For a while we had lost confidence in AMD, like many of you had as well, and although AMD's position in the market hasn't changed we are more confident now that it can actually bounce back from this. Intel seemed to have the perfect roadmap with Conroe, Penryn and Nehalem all lined up back to back, and we saw little room for AMD to compete. Now, coming away from these meetings, we do believe that AMD may have a fighting chance. Over the coming months you'll begin to see why; it won't be an easy battle, but it will be one that will be fought with more than just price.
AMD's Fusion strategy looks to be an even stronger part of its future plans, if Phil Hester's prediction of a heterogeneous processing era comes true. While Intel has managed to deliver a much stronger CPU roadmap, we don't have much of an understanding of its answer to Fusion in the long term. AMD has very much been a leader in areas such as the move to 64-bit, an on-die memory controller, and now we may see the same leadership role with the move to integrate the CPU and GPU. The integrated CPU/GPU, taken to the exploitation stage as it was called by AMD, has the potential to really change the CPU as we know it. We do know that Intel has a response, but we're not as clear as to exactly what it is.
That being said, there's a lot that AMD has to do in the near term to ever get us to the point where the ATI acquisition could pay off. Barcelona is still at least a quarter away, we have no idea how it will actually perform, and AMD isn't giving us any indication. Despite a relatively weak introduction of Intel's latest Centrino platform, AMD still doesn't have a good competitor; while Fusion will give it a unique selling point into the mobile market, the first Fusion core is still well over a year away. The same worries we've had about AMD are still there; while we now know that AMD has some truly wonderful things planned for its future, we worry how great of a toll the interim will take on the company.

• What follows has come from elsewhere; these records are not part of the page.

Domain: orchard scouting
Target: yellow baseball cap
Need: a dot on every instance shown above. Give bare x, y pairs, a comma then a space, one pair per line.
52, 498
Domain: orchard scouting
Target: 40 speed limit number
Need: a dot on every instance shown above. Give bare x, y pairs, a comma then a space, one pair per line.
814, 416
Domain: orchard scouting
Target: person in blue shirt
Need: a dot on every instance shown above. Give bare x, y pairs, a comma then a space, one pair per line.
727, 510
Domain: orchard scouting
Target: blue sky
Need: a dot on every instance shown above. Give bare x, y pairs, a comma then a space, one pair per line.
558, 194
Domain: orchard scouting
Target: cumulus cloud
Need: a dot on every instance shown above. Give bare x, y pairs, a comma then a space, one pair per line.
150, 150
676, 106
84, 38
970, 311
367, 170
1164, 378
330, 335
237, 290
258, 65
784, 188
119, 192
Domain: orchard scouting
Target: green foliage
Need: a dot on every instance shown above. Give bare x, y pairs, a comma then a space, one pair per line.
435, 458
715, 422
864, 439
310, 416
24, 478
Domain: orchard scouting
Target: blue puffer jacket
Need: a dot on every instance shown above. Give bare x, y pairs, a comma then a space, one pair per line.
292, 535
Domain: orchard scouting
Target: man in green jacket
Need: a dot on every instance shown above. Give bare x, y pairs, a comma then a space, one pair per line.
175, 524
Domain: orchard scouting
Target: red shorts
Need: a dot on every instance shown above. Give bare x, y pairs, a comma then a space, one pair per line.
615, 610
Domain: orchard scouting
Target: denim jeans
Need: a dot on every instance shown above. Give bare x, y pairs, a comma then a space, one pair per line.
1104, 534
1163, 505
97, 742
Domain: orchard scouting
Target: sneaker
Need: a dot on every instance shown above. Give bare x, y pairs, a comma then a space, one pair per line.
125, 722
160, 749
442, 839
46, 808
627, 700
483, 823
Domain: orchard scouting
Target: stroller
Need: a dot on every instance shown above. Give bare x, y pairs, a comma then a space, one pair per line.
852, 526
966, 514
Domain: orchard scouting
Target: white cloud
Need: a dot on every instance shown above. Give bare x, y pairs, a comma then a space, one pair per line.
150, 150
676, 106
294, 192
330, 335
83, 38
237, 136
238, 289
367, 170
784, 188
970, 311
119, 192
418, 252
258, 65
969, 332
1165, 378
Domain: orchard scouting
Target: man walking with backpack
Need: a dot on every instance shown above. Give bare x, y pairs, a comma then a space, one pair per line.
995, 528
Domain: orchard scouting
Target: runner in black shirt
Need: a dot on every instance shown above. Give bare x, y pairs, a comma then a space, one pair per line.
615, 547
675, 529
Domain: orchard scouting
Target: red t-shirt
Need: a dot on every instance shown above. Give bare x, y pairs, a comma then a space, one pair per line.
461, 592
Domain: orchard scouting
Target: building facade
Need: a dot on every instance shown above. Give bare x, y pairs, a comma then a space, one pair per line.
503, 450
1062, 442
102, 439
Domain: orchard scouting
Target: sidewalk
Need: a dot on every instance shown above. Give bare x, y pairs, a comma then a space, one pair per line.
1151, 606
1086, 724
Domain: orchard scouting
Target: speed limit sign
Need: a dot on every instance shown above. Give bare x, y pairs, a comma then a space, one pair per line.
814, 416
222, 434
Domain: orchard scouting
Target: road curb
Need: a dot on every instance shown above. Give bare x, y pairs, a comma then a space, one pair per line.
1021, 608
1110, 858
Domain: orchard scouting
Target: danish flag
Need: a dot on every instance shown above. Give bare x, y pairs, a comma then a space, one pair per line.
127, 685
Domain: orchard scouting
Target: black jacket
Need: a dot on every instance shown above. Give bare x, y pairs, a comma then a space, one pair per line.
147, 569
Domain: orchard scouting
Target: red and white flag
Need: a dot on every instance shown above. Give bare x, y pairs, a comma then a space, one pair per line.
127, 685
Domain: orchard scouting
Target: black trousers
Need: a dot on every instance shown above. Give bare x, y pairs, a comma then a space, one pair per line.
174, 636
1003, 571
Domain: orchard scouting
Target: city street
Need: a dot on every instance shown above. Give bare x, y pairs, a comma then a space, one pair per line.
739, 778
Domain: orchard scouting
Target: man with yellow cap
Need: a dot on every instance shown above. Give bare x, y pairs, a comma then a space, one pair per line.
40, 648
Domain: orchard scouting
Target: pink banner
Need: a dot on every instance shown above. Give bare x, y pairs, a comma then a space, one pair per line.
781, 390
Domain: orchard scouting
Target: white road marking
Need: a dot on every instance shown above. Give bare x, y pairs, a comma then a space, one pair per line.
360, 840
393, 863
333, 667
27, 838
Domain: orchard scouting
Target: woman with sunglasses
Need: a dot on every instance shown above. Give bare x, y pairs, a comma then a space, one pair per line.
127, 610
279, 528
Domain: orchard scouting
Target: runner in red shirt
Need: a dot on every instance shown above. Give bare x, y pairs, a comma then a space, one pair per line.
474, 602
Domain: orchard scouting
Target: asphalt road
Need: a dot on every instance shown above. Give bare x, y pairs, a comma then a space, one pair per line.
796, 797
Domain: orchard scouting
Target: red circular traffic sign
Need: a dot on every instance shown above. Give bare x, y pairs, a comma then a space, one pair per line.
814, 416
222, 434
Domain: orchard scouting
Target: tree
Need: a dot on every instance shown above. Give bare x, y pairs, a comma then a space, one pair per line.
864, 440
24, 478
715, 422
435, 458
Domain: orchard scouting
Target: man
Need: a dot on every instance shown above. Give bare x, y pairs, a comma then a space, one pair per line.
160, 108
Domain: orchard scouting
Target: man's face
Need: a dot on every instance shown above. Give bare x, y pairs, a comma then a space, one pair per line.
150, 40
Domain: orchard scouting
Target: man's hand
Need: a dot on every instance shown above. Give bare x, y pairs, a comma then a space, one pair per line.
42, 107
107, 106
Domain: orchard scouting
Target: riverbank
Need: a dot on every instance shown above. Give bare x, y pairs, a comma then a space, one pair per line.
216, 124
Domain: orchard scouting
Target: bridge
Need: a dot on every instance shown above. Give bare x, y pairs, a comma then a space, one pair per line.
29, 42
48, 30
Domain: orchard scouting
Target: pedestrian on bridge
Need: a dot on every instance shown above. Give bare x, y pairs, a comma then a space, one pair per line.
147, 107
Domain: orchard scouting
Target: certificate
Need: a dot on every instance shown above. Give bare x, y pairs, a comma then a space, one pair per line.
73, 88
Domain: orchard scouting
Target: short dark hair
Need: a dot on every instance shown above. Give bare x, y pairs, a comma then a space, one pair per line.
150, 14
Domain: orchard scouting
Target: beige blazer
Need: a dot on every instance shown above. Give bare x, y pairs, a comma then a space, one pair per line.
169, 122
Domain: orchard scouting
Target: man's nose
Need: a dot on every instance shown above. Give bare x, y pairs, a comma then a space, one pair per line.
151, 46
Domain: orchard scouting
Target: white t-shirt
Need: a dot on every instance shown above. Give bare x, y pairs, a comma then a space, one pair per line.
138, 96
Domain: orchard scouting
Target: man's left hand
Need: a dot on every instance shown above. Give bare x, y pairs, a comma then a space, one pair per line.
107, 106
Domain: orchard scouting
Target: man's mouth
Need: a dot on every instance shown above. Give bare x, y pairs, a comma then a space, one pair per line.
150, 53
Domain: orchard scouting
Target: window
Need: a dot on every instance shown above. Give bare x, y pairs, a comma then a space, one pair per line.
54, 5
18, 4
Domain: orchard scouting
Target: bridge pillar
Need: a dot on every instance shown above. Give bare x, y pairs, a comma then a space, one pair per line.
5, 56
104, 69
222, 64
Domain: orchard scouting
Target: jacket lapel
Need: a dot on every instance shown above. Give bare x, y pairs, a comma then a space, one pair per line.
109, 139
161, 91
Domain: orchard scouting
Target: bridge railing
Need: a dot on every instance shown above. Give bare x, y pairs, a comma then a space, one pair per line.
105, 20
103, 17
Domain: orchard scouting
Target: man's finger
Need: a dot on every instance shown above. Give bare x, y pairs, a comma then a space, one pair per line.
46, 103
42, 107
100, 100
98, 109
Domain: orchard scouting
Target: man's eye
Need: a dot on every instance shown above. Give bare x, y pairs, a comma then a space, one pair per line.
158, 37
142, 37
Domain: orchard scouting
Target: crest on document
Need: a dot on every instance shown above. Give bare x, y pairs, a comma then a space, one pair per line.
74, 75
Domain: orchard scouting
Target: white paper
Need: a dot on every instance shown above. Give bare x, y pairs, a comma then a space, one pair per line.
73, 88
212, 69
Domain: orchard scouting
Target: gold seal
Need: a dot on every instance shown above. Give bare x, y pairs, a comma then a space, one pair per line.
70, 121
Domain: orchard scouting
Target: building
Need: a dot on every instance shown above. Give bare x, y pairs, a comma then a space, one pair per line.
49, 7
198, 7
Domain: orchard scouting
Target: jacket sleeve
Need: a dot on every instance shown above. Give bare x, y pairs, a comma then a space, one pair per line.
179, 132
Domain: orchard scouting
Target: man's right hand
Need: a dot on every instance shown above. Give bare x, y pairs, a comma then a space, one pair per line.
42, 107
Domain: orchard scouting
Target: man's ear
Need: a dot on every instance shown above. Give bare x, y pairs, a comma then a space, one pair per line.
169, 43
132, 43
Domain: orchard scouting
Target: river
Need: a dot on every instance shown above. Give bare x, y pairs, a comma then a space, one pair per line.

It is often said that what doesn't kill you, makes you stronger; despite losing $611 million dollars last quarter, and not winning a single performance benchmark since Intel launched its Core 2 processors, AMD is not dead. Market share is diminished, morale is low, but it may just be possible for AMD to come back from this stronger than ever. We're not exactly sure how AMD has lasted through all of this, but if it can pull through, we may once again have two very competitive manufacturers in the CPU industry.